All assignments will be submitted online via Submitty, and discussions will be conducted via Campuswire. See the main page for the links.

Health Issues

Students should follow all guidelines from RPI related to health and safety for themselves and other campus members. All illness related accommodations will require officially approved excuse from RPI.

Students who are ill, under quarantine for COVID-19, or suspect they are ill will report that to Student Life. Student Life will verify and notify all faculty who have that student. Once notification is made, all faculty will make every reasonable effort to accommodate the student’s absence and will communicate that accommodation directly to the student.

Academic Integrity

Students must work independently on all course assignments. You may consult other members of the class on the assignments, but you must submit your own work. For instance you may discuss general approaches to solving a problem, but you must implement the solution on your own (similarity detection software may be used). Anytime you borrow material from the web or elsewhere, you must acknowledge the source. Copying and pasting from published sources or the internet is considered plagiarism and is not acceptable. Plagiarized work will receive an automatic grade of zero.

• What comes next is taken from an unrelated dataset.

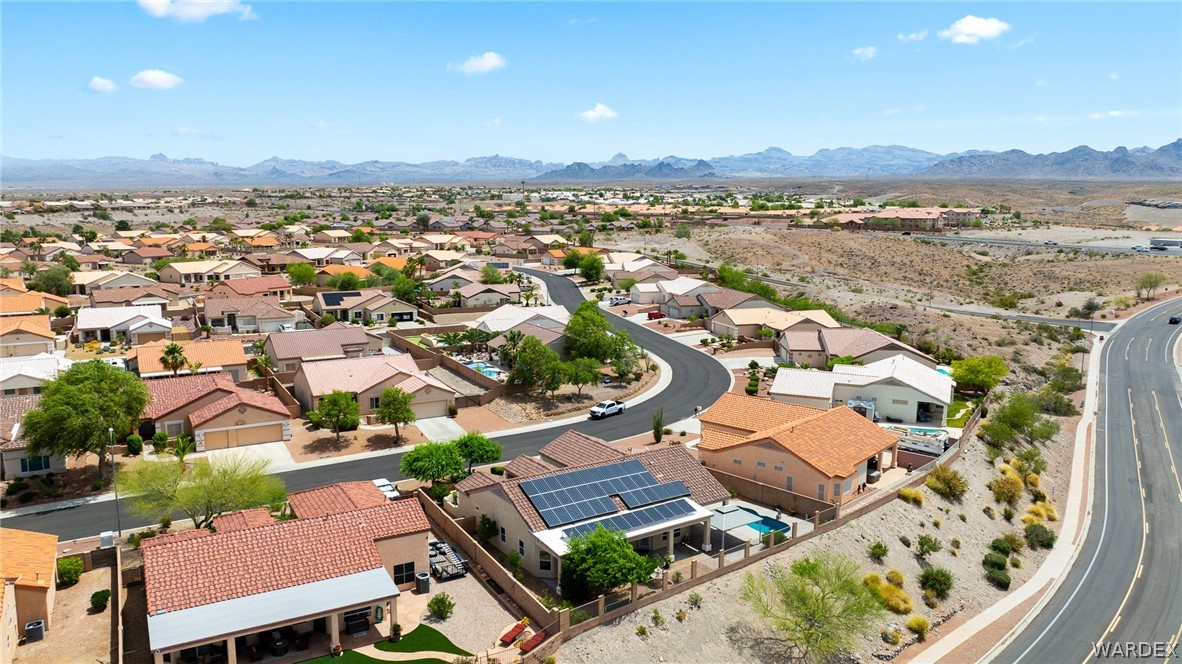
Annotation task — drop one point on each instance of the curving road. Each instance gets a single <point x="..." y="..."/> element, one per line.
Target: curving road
<point x="1125" y="584"/>
<point x="696" y="381"/>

Student-teacher relationships are built on trust. Acts which violate this trust undermine the educational process. The Rensselaer Handbook of Student Rights and Responsibilities and The Rensselaer Graduate Student Supplement define various forms of Academic Dishonesty and procedures for responding to them. Submission of any assignment that is in violation with these policies will result in a penalty that is deemed by the instructor to be appropriate to the infraction ranging from a grade of zero on the assignment in question, to failure of the class as a whole. The student will also be reported to the Dean of Students or the Dean of Graduate Education as appropriate. Note that academic dishonesty will be dealt with severely and will be reported to the Dean of Students. If you have any questions concerning this policy before submitting an assignment, please ask for clarification.